CHAPTER II
On the Nature and Uses of Patriotism
Patriotism may be defined as a sense of partisan solidarity in respect of prestige. What the expert psychologists, and perhaps the experts in Political Science, might find it necessary to say in the course of an exhaustive analysis and definition of this human faculty would presumably be something more precise and more extensive. There is no inclination here to forestall definition, but only to identify and describe the concept that loosely underlies the colloquial use of this term, so far as seems necessary to an inquiry into the part played by the patriotic animus in the life of modern peoples, particularly as it bears on questions of war and peace.
On any attempt to divest this concept of all extraneous or adventitious elements it will be found that such a sense of an undivided joint interest in a collective body of prestige will always remain as an irreducible minimum. This is the substantial core about which many and divers subsidiary interests cluster, but without which these other clustering interests and aspirations will not, jointly or severally, make up a working palladium of the patriotic spirit.
It is true, seen in some other light or rated in some other bearing or connection, one and another of these other interests, ideals, aspirations, beatitudes, may well be adjudged nobler, wiser, possibly more urgent than the
national prestige; but in the forum of patriotism all these other necessaries of human life—the glory of God and the good of man—rise by comparison only to the rank of subsidiaries, auxiliaries, amenities. He is an indifferent patriot who will let "life, liberty and the pursuit of happiness" cloud the issue and get in the way of the main business in hand.
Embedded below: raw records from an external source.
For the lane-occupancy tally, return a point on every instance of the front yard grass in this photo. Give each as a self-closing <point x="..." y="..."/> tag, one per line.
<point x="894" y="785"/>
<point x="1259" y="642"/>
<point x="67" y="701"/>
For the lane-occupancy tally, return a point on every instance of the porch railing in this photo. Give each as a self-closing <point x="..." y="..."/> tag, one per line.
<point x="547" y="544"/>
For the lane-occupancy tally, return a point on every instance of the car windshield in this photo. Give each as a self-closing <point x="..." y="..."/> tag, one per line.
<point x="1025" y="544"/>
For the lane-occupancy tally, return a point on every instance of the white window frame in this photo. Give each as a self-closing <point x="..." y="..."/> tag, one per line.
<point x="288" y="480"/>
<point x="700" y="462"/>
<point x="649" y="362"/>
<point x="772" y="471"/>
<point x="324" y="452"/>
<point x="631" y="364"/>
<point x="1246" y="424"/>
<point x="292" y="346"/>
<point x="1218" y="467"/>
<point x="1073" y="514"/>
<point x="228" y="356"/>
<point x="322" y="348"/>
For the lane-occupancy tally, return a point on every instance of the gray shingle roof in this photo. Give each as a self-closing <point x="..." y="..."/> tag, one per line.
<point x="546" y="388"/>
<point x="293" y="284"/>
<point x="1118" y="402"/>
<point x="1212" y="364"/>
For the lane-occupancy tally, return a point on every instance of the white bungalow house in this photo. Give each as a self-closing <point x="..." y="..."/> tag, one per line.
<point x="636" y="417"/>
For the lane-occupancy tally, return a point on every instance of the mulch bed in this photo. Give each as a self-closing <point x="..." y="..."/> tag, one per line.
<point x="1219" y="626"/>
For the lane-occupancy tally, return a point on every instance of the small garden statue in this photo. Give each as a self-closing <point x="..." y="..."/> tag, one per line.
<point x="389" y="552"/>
There once were, we are told, many hardy and enterprising spirits banded together along the Spanish Main for such like ends, just as there are in our day an even greater number of no less single-minded spirits bent on their own "life, liberty and pursuit of happiness," according to their light, in the money-markets of the modern world; but for all their admirable qualities and splendid achievements, their passionate quest of these amenities has not entitled these Gentlemen Adventurers to claim rank as patriots. The poet says:
"Strike for your altars and your fires!
Strike for the green graves of your sires!
God and your native land!"
But, again, a temperate scrutiny of the list of desiderata so enumerated in the poet's flight, will quickly bring out the fact that any or all of them might drop out of the situation without prejudice to the plain call of patriotic duty. In the last resort, when the patriotic spirit falls back on its naked self alone, it is not reflection on the merits of these good and beautiful things in Nature that gives him his cue and enforces the ultimate sacrifice. Indeed it is something infinitely more futile and infinitely more urgent,—provided only that the man is imbued with the due modicum of patriotic devotion; as, indeed, men commonly are. It is not faith, hope or charity that abide as the irreducible minimum of virtue in the patriot's
scheme of things; particularly not that charity that has once been highly spoken of as being the greatest of these. It may be that, viewed in the light of reason, as Doctor Katzenberger would say, patriotic devotion is the most futile thing in the world; but, for good or ill, the light of reason has nothing to do with the case,—no more than "The flowers that bloom in the spring."